Installation in ForgeUI:
First Install ForgeUI if you have not yet.
Type A: By Black forest Labs
1. Download the Flux Dev or Flux Schnell model released by Black forest labs. After downloading, save it inside "Forge/webui/model/Stable-diffusion" folder.
2. Download the VAE(ae.safetensors) from hugging Face repository and save it inside "models/VAE" folder.
3. Now, download text encoders - Clip-l, t5-xxl_fp16(for higher VRAM) and t5xxl_fp8(for lower end VRAM) models from lllyasviel's Hugging Face repository. Save them inside "models/text_encoder" folder.
4.Finally, move to the root installation folder, and click on the "update" bat file to update it. Now, restart your ForgeUI using "run" bat file.
Type B: GGUF By Forge Developer
1. GGUF Variants released by Forge Developer(lllyasviel). Download Flux Dev GGUF / Flux Schnell GGUF models from his hugging face repository.
2. Download the same VAE and text encoder models as mentioned in TYPE A and save them to the relevant directories.
3. At last , move to the Forge root installation folder, and click on the "update" bat file to update it. Now, restart your ForgeUI using "run" bat file.
Type C: Optimized By Forge Developer
1. In case if you want to use the compressed model. There are basically two optimized variants of Flux Dev released officially by Forge Developer(lllyasviel). Another one is the Flux Schnell variant from third party developer(SilverOxides). You need to use it as per your system requirements.
- Download Flux Dev (flux1-dev-bnb-nf4 / flux1-dev-bnb-nf4-v2) from the Hugging Face repository, if you have an NVIDIA RTX 3000/4000 series GPU card. The users having CUDA greater than 11.7 version can use this model. As we have the 4000 series GPU card, we have downloaded this model.
- Download Flux Dev FP8 version from the Hugging Face repository. This is for mostly users with NVIDIA GTX 1000/2000 series cards.
- Download Flux Schnell bnb NF4 from Hugging Face repository. This is again supported in RTX 3000/4000series GPU cards.
2. After downloading, save it inside "Forge/webui/model/Stable-diffusion" folder.
3. Then, move to the Forge Installation folder, and click on the "update" bat file to update it. Now, restart your ForgeUI using "run" bat file.
Forge Workflow Explanation:
1. Open your Forge WebUI, then select the "Flux" option.
2. Select your downloaded model ("flux-dev-bnb-nf4", "flux-dev-fp8" or "flux-schnell-bnb-nf4") from the checkpoint drop-down option.

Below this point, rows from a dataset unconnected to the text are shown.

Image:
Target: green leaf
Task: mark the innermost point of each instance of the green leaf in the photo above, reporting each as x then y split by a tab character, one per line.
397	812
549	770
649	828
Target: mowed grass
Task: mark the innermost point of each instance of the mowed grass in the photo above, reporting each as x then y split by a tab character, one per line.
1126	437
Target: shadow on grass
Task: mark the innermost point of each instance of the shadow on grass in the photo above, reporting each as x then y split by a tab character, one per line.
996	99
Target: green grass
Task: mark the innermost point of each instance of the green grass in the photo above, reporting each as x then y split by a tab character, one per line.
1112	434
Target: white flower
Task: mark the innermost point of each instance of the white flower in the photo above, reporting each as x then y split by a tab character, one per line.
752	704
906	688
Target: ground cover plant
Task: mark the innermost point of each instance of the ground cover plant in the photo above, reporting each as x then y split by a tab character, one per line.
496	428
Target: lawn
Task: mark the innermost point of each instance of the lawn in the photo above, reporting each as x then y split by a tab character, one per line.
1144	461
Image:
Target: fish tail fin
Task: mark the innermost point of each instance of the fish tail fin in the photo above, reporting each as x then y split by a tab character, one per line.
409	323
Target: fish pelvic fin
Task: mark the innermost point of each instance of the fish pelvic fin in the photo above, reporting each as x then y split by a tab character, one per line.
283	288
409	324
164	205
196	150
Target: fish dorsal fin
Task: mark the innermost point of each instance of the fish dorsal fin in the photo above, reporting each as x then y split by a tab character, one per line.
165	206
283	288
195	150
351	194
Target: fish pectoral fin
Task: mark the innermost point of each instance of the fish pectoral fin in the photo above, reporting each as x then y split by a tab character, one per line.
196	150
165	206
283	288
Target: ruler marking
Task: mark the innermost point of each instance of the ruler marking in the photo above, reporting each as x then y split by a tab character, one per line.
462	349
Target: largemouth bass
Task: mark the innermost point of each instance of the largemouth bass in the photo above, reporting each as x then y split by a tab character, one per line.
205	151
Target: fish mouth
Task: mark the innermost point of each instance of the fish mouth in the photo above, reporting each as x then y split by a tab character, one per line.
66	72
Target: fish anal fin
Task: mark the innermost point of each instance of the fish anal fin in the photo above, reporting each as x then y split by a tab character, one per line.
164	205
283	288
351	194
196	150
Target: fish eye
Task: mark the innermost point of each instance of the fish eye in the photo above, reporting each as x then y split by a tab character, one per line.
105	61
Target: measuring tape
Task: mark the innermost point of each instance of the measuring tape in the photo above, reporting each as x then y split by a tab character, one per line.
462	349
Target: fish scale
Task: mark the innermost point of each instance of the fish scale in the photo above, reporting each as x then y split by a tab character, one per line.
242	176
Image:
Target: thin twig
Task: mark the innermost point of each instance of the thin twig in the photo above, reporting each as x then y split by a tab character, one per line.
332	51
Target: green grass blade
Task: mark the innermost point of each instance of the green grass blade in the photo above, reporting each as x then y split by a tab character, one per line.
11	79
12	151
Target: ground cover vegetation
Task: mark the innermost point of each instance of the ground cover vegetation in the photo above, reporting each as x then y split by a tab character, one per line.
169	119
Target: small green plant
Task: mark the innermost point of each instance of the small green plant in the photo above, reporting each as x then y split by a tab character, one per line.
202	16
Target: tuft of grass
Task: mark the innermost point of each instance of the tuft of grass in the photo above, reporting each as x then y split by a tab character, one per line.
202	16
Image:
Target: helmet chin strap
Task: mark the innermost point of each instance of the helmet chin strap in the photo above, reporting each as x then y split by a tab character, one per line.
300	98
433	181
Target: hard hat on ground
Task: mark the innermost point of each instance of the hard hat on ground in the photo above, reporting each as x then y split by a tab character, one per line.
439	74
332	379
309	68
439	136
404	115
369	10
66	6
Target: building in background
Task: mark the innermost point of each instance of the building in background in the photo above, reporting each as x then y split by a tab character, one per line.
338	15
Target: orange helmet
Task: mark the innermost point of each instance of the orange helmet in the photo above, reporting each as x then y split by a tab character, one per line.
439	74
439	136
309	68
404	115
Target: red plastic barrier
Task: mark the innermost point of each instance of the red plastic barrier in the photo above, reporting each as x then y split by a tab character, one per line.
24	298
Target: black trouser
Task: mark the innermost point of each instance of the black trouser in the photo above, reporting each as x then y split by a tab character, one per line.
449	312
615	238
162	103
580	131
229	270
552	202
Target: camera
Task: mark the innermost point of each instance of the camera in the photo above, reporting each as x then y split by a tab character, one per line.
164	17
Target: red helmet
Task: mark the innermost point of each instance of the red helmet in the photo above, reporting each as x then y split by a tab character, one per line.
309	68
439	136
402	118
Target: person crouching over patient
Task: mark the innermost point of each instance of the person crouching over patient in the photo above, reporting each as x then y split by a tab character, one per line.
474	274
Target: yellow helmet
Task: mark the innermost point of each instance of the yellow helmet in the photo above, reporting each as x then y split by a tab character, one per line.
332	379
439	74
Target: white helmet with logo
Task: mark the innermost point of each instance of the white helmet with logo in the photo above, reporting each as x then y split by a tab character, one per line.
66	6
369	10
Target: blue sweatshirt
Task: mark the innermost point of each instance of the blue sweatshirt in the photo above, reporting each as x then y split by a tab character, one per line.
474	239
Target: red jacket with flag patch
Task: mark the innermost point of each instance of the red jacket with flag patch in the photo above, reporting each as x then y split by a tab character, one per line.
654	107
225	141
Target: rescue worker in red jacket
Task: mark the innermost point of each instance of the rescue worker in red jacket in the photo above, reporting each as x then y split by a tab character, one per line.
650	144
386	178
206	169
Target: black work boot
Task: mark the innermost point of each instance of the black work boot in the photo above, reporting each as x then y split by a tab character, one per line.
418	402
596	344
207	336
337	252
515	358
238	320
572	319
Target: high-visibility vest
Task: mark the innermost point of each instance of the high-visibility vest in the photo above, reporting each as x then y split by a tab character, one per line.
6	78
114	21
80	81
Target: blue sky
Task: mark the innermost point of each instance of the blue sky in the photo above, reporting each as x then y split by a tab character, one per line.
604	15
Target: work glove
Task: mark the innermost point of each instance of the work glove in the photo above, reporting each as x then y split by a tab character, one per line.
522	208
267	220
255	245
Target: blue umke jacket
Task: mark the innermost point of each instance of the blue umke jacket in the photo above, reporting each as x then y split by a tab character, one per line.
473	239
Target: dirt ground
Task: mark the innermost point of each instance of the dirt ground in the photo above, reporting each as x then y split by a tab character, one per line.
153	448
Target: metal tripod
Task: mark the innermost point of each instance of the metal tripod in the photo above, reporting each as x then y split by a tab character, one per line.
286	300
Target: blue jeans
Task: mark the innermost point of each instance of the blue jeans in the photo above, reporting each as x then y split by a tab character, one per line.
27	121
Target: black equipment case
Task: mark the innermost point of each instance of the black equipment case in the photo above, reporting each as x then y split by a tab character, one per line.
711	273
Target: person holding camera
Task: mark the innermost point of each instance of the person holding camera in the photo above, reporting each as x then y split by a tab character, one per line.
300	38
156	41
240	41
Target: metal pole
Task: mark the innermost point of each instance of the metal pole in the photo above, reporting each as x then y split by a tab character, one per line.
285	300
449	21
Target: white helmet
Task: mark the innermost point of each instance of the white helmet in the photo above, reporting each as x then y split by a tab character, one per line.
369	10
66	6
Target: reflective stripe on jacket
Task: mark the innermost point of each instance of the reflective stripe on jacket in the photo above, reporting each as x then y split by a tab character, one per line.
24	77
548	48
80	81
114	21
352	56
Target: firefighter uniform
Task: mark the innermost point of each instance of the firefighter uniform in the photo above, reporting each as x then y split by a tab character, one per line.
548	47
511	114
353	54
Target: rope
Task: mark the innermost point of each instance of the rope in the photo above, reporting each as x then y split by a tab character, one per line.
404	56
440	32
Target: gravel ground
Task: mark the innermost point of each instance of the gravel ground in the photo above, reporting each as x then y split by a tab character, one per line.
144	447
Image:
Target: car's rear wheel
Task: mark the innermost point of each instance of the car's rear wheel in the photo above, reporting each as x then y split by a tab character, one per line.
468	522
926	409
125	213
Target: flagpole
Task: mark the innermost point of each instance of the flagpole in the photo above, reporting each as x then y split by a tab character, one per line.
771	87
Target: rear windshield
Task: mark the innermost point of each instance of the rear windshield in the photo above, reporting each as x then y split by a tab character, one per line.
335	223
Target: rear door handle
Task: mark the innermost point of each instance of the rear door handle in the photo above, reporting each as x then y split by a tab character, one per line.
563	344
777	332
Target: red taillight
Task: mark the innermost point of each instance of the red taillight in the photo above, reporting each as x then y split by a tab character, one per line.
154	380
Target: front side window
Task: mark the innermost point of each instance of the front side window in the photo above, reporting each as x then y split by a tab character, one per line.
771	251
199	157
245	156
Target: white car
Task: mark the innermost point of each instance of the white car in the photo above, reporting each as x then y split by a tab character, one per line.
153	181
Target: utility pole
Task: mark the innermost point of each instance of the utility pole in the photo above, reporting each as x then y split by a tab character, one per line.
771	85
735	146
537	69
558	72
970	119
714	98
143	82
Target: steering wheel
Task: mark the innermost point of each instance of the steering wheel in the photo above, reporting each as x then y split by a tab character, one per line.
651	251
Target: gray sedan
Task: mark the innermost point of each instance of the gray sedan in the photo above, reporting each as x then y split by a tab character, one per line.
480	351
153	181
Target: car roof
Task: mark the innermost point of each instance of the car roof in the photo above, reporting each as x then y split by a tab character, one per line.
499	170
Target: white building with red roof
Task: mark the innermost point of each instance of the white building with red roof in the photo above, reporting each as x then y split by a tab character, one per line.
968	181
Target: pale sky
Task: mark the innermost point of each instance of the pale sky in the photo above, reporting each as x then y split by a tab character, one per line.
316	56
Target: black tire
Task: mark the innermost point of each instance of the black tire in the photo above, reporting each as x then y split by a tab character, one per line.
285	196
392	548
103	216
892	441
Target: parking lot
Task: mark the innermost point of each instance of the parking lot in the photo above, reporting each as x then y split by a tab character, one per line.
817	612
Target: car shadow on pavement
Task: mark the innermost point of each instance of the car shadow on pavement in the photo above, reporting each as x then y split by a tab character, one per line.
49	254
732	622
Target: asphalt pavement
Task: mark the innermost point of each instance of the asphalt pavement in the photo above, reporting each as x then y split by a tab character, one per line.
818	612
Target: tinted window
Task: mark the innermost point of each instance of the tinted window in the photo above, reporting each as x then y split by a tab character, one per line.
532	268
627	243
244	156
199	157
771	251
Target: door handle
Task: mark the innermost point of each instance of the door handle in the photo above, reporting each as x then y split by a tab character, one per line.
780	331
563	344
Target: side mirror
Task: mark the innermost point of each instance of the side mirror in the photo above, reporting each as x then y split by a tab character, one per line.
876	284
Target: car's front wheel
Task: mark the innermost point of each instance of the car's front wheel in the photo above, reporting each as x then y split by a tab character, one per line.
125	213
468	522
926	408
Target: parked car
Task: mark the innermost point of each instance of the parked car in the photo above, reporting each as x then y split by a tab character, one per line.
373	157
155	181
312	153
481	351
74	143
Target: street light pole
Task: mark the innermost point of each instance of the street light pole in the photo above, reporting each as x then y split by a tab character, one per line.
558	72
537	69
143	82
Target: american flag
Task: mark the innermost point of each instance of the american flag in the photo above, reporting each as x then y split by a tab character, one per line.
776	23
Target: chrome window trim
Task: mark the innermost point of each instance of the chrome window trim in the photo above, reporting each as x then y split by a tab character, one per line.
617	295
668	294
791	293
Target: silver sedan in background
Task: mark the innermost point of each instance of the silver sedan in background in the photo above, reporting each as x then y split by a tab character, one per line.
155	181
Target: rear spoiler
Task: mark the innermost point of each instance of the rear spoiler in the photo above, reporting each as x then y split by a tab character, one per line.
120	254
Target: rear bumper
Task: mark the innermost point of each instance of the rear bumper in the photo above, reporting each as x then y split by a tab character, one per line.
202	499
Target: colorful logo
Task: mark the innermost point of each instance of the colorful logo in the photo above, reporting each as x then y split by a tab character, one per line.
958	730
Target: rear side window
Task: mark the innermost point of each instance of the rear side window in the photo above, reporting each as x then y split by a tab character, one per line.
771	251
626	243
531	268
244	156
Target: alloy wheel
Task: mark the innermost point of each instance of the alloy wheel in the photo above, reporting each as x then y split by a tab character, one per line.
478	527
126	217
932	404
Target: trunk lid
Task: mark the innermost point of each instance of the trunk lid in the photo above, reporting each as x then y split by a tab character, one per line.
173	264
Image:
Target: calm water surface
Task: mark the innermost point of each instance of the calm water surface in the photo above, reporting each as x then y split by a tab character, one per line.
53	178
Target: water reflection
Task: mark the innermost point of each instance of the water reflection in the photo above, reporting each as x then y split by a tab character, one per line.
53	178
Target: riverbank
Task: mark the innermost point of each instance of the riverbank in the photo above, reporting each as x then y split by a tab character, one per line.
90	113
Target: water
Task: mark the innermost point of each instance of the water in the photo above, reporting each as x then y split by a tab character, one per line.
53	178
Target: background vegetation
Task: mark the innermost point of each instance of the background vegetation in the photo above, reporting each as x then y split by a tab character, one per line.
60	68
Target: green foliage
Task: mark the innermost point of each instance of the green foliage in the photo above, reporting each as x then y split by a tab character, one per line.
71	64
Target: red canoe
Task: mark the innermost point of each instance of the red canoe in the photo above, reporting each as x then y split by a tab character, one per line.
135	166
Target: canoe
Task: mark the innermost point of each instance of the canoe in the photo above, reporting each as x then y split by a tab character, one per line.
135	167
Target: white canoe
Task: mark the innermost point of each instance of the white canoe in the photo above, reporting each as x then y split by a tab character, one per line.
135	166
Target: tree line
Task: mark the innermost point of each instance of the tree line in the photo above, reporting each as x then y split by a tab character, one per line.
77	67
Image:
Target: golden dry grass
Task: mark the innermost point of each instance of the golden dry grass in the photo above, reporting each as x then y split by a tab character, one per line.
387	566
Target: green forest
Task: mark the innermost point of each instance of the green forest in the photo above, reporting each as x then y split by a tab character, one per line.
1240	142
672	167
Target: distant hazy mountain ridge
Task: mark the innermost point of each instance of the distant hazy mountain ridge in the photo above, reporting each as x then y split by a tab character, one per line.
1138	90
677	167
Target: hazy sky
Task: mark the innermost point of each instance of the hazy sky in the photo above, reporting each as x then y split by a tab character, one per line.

3. Put your positive prompts. Flux doesn't have the negative prompt feature. So, you donot need to put that.
Recommended settings you should use for :
Flux Dev
- Sampling Method: Euler
- Steps:20-50
- CFG:3.5 (default)
- Dimensions: 1024 by 1024
Flux Schnell
- Sampling Method: Euler
- Steps:4
- CFG:1
- Dimensions: 1024 by 1024
4. Hit the "Generate" button to start your image generation.
Generated using Flux Dev |
Prompt used: A female model in a dramatic pose, wearing an elegant Renaissance gown with intricate embroidery, set against a dark, richly textured background. The lighting should mimic the soft, moody ambiance of Renaissance paintings, with a focus on capturing the fine details of the fabric and the model's expression
Here, we are using NVIDIA RTX4060Ti with 16GBVRAM and the render time took 53 seconds for Flux Dev NF4 variant, generating 1024 by 1024 dimensions image with 20 Sampling Steps.
Using API:
1. As reported, Flux Pro can't be downloaded by open users. To test this model, you need to first create your API key from FalAI(partner of Black Forest Labs ) and inject it into the Flux Pro gradio based WebUI hosted by Hugging Space.
2. Finally, click "Generate Image".
Conclusion:
The Flux is really the most powerful model as compared to the older diffusion models. Finally, after certain tests, we can conclude that Flux Dev is more effective than the Flux Schnell model. Now its available in ComfyUI, Forge and SwarmUI.